Neste exato momento, Julio surgiu de volta:

- Tudo certo, Lauren. Pode ir tranquila.

Ainda enlaçada em Lauren, Dinah perguntou:

- Já vai?

Lauren respondeu no mesmo tom baixo:

- Sim.

- Me procura mais tarde?

Nem Camila nem Normani escutaram, mas não precisava. O que havia sido dito era fácil de calcular. Pelo sorriso de Dinah, o brilho nos olhos dela e o constrangimento de Lauren, que não voltou a olhar para Camila. Abriu a porta e saiu, sem dizer mais nada.

Camila ainda continuou parada, absolutamente estática. Tentando absorver o que havia visto e ouvido, mas... Acima de tudo, aquele adeus sem palavras.

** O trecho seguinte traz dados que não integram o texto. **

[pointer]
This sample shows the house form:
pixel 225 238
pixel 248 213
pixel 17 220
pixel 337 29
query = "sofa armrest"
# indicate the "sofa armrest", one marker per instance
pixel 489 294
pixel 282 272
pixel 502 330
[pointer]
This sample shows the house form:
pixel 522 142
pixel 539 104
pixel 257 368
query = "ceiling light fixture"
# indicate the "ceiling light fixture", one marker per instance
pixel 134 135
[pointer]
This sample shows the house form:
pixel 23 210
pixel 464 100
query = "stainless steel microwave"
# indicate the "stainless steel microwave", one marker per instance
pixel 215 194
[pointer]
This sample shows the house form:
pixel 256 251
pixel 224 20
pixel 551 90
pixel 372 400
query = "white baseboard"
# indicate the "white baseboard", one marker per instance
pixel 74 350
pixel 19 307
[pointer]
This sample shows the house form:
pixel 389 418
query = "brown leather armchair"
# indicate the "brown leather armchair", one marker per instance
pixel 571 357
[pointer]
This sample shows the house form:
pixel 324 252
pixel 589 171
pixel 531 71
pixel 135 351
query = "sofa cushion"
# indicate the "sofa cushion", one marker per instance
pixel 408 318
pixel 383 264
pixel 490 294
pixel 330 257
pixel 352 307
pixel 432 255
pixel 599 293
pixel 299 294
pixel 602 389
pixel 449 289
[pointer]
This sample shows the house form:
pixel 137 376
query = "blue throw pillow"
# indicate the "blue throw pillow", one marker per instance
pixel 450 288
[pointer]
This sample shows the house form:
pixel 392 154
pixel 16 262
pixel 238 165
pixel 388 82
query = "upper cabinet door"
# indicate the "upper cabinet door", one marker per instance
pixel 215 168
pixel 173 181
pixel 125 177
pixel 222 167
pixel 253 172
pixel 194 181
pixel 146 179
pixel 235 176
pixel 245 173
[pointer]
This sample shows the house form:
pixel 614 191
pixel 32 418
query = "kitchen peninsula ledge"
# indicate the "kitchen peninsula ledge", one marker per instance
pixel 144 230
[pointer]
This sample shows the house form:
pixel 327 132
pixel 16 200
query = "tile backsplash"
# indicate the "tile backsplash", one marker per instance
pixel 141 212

Foi Julio que quebrou o silencio absolutamente incomodo que Lauren havia deixado, chamando Camila de volta a realidade:

- Alicia... Quer café?

- Não obrigada. – Tomada por uma necessidade súbita e urgente de ficar sozinha, completou. – Tenho umas coisas para fazer.

Virou-se e praticamente correu para o quarto.

Quando trancou a porta atrás de si, a intenção era desabar. Entregar-se ao sofrimento  e a autoridade. Mas estar ali, de frente para a cama que, assim como sua ilusão de amor verdadeiro, estava completamente desfeita... Fez Camila olhar para dentro de si mesma. Não podia culpar ninguém, nem mesmo Lauren, pelo fato de ser tola a ponto de acreditar que suas fantasias infantes sobre o amor, eram e poderiam ser verdade.

Sentou-se no colchão e chorou... As lagrimas misturando-se as manchas secas de sangue no lençol... Compreendendo que aquelas sim era as ultimas gotas da própria inocência derramada...Que pouco a pouco, se esvaíram.. Dando lugar a decisão de não condicionar a própria felicidade a de outra pessoa... Nunca mais.